Jika tidak diambil kebijakan dan upaya-upaya yang luar biasa, persoalan sampah akan sulit diselesaikan dan hanya akan menumpuk makin banyak di tahun-tahun berikutnya.
Saat ini pengelolaan sampah masih sangat minim. Kebijakan yang diambil pemerintah belum memperoleh hasil maksimal. Masih banyak masyarakat dan produsen sampah plastik yang abai dengan agenda besar pemerintah mengurangi sampah plastik.
Kemauan politik yang kuat akan berimplikasi pada penyelenggaraan program pengelolaan sampah yang berjalan dengan maksimal, baik secara target pengurangan sampah maupun dukungan dana dari pemerintah. Penyediaan infrastruktur untuk pengelolaan sampah juga dapat tersedia dengan tepat, seperti tempat pembuangan sementara (TPS) dan tempat pemrosesan akhir (TPA).
Saat ini banyak daerah mengalami masalah pelik karena banyak TPS dan TPA yang penuh dan tidak beroperasi dengan maksimal.
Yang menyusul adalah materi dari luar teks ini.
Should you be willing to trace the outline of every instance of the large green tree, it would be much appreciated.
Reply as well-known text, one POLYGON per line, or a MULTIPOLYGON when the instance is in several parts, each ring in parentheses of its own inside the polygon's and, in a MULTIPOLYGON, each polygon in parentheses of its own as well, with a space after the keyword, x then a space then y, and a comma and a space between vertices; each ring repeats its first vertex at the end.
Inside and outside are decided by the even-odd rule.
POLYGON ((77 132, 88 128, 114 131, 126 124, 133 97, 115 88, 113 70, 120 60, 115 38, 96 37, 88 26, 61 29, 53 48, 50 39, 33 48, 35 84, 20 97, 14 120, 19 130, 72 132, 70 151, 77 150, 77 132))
Penumpukan sampah di sudut-sudut desa dan kota terjadi, seperti di Bandung dan Yogyakarta. Penyediaan infrastruktur yang memadai memang menjadi salah satu masalah paling krusial pemerintah dalam upaya pengelolaan sampah.
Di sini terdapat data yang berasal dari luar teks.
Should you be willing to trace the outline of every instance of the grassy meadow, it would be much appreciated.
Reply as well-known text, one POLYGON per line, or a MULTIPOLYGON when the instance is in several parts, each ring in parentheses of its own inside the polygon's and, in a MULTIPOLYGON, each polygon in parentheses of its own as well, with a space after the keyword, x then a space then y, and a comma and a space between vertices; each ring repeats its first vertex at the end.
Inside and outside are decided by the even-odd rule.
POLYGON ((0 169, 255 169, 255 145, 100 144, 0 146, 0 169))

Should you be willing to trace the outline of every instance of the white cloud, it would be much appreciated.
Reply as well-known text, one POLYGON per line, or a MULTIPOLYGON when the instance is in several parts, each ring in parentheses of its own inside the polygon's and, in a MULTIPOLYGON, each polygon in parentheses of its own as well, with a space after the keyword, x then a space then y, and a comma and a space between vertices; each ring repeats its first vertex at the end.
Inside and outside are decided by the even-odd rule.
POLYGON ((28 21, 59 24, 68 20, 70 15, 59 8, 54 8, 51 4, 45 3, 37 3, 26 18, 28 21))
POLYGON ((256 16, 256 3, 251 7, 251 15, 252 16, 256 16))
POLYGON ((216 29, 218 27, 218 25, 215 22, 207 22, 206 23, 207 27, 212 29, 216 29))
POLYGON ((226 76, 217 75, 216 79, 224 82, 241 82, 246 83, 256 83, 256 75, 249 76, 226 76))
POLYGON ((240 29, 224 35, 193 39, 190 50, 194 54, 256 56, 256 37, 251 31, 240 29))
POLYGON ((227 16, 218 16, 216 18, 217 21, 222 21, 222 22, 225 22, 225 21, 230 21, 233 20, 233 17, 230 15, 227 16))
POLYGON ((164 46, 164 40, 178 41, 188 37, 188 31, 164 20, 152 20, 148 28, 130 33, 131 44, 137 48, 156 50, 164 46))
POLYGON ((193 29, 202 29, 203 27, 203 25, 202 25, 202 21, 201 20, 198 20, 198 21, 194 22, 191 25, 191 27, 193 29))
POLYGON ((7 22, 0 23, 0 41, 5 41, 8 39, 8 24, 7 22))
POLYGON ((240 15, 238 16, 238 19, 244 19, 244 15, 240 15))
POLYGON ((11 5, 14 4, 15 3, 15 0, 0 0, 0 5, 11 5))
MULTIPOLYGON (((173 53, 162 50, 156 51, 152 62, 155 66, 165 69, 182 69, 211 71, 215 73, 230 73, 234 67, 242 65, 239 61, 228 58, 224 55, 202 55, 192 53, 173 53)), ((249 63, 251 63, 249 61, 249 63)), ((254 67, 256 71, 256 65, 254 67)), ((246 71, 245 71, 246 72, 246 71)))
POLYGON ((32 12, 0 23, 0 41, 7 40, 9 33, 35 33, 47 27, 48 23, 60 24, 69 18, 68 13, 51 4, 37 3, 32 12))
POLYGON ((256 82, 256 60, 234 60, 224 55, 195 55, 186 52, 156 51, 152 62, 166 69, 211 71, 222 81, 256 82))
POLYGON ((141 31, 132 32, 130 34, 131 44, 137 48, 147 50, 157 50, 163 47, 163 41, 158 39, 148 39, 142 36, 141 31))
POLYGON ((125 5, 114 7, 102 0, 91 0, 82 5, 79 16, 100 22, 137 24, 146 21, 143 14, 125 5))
Berbagai temuan problem menjadi tantangan bagi pemerintah dalam menangani dan mengelola sampah. Pengelolaan ini memerlukan dukungan peningkatan sarana pengelolaan sampah, penambahan mobil atau gerobak sampah, serta penambahan petugas kebersihan. Dari sisi hulu, produsen juga diharapkan mendukung dengan mengurangi kemasan sampah plastik kecil.
Terakhir, menuntaskan masalah sampah membutuhkan kerja kolaboratif yang melibatkan masyarakat, pemerintah, dan produsen. Segenap elemen bangsa harus bergerak bersama menuju pengelolaan sampah yang lebih baik guna mencapai visi net zero waste management yang berkelanjutan. (LITBANG KOMPAS)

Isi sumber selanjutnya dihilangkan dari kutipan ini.